VERBINDUNGSHERSTELLUNG
Die Verbindungen der vorliegenden Erfindung können durch Umsetzen eines geeigneten Alkohols mit einem geeigneten Chlorid hergestellt werden. Zum Beispiel können die Sulfamatverbindungen der vorliegenden Erfindung durch Umsetzen eines geeigneten Alkohols mit einem geeigneten Sulfamoylchlorid der Formel R1R2NSO₂Cl hergestellt werden.
Typische Bedingungen zur Durchführung der Reaktion sind die folgenden.

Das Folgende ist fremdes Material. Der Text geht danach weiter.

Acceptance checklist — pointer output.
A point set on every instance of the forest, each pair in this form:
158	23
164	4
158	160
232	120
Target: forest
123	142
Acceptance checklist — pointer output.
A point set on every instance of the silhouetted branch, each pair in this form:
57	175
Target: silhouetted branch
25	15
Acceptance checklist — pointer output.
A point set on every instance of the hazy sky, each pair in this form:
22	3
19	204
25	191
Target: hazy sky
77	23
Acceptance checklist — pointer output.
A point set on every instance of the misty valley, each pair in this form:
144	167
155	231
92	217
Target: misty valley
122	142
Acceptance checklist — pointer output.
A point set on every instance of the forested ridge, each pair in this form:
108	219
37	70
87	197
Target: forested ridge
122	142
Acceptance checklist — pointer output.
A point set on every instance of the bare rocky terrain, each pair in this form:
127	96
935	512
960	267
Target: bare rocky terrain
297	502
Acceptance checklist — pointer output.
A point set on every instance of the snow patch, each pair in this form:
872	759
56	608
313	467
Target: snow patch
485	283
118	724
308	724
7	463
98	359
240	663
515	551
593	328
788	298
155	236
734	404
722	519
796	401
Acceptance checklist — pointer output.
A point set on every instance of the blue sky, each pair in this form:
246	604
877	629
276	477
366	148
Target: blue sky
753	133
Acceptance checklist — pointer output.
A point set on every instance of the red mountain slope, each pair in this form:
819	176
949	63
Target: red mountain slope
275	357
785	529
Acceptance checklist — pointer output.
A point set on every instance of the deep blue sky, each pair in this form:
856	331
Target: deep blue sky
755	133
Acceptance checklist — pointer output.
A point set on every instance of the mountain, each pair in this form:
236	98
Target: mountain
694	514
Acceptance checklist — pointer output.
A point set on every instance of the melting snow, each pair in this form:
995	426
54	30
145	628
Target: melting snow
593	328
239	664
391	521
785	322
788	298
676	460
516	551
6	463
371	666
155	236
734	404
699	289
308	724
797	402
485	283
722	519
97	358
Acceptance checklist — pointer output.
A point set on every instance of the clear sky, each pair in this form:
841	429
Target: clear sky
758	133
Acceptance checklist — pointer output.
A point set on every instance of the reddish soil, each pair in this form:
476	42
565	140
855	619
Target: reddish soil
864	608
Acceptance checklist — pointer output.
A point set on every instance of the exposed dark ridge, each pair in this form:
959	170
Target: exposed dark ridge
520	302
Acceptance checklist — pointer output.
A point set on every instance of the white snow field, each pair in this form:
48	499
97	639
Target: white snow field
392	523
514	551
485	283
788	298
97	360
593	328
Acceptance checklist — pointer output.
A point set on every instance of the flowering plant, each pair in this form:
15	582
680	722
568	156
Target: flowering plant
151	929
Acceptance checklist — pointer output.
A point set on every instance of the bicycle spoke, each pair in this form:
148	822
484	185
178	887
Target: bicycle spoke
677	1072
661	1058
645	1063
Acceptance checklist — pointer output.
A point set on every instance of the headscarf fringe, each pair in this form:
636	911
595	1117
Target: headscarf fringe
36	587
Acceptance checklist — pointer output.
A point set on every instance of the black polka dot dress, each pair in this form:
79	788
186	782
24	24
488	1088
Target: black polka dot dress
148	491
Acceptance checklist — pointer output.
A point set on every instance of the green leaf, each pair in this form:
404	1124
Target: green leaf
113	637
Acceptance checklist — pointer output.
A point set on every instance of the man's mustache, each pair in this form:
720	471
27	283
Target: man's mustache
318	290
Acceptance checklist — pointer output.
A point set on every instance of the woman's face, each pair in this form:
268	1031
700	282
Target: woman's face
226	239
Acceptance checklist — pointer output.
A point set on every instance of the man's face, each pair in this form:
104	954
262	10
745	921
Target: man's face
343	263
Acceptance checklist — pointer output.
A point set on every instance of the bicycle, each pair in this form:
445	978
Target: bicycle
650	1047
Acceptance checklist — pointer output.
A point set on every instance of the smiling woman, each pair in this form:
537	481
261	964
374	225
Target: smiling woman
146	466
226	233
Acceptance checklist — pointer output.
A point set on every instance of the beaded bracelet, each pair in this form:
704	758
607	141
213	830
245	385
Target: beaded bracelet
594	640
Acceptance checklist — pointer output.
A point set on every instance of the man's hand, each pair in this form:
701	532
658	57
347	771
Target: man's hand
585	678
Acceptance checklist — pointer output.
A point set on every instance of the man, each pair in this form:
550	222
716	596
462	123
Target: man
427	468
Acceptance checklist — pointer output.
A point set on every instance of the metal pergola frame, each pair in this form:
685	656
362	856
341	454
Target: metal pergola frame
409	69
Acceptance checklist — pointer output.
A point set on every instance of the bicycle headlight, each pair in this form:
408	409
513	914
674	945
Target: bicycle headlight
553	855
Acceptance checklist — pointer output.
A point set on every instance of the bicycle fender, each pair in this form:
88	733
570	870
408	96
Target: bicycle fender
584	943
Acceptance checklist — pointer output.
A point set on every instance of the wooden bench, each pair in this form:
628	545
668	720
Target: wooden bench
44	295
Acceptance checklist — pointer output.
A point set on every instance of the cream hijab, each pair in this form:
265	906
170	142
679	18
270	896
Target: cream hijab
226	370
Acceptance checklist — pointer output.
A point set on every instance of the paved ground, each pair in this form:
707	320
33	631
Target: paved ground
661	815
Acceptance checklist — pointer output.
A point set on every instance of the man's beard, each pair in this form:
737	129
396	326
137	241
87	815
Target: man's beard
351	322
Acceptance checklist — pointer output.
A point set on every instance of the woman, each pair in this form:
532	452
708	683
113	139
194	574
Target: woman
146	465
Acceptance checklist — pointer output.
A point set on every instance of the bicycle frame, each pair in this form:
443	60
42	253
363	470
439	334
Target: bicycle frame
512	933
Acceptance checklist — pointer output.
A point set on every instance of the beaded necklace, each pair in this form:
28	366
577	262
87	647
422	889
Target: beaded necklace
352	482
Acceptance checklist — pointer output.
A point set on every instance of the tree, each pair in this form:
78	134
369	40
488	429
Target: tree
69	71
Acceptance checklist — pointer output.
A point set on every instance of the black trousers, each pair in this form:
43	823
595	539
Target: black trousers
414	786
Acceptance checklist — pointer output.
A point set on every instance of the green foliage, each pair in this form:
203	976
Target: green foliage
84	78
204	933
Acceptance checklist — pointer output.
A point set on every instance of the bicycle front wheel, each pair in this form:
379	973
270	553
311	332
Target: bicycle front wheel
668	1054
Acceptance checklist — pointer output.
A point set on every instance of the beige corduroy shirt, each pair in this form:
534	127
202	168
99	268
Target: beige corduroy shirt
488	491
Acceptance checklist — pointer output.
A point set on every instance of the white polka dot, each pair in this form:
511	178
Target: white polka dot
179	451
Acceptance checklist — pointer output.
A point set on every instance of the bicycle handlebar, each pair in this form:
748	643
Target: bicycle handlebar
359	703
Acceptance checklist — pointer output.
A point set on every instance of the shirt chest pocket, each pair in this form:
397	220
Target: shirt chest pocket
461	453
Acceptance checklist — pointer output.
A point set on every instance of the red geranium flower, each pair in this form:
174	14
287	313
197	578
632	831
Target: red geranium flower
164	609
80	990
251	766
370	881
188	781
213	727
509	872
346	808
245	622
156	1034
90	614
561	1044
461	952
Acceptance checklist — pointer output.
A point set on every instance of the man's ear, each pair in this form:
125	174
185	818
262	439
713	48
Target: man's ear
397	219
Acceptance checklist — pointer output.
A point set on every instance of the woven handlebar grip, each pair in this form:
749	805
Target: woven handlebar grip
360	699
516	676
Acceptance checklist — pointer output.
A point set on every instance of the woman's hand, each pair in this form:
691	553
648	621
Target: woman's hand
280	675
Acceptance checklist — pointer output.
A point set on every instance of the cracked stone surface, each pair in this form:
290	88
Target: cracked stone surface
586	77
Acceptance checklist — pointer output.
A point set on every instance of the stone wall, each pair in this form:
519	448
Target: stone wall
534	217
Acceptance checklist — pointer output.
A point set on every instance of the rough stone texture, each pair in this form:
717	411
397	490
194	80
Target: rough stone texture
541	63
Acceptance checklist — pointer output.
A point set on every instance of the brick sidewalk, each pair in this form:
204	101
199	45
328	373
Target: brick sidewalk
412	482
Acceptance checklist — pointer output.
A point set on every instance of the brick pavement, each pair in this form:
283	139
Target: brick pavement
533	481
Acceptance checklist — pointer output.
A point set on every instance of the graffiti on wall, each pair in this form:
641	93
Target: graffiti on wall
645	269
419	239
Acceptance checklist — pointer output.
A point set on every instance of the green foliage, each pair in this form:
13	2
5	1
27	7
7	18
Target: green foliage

Natriumhydrid und ein Sulfamoylchlorid werden zu einer gerührten Lösung des Alkohols in wasserfreiem Dimethylformamid bei 0°C zugegeben. Anschließend läßt man die Reaktion auf Raumtemperatur erwärmen, woraufhin das Rühren für weitere 24 Stunden fortgesetzt wird. Das Reaktionsgemisch wird in eine kalte gesättigte Lösung von Natriumbicarbonat gegossen, und die resultierende wäßrige Phase wird mit Dichlormethan extrahiert. Die vereinigten organischen Extrakte werden über wasserfreiem MgSO₄ getrocknet. Filtration, gefolgt von Lösungsmittelverdampfung unter Vakuum und gleichzeitiges Verdampfen mit Toluol liefert einen rohen Rückstand, der durch Flash-Chromatographie weiter gereinigt wird.
Vorzugsweise wird der Alkohol in geeigneter Weise vor der Umsetzung mit dem Sulfamoylchlorid derivatisiert. Wenn es notwendig ist, können die funktionalen Gruppen in dem Alkohol auf bekannte Weise geschützt und die Schutzgruppe oder -gruppen am Ende der Reaktion entfernt werden.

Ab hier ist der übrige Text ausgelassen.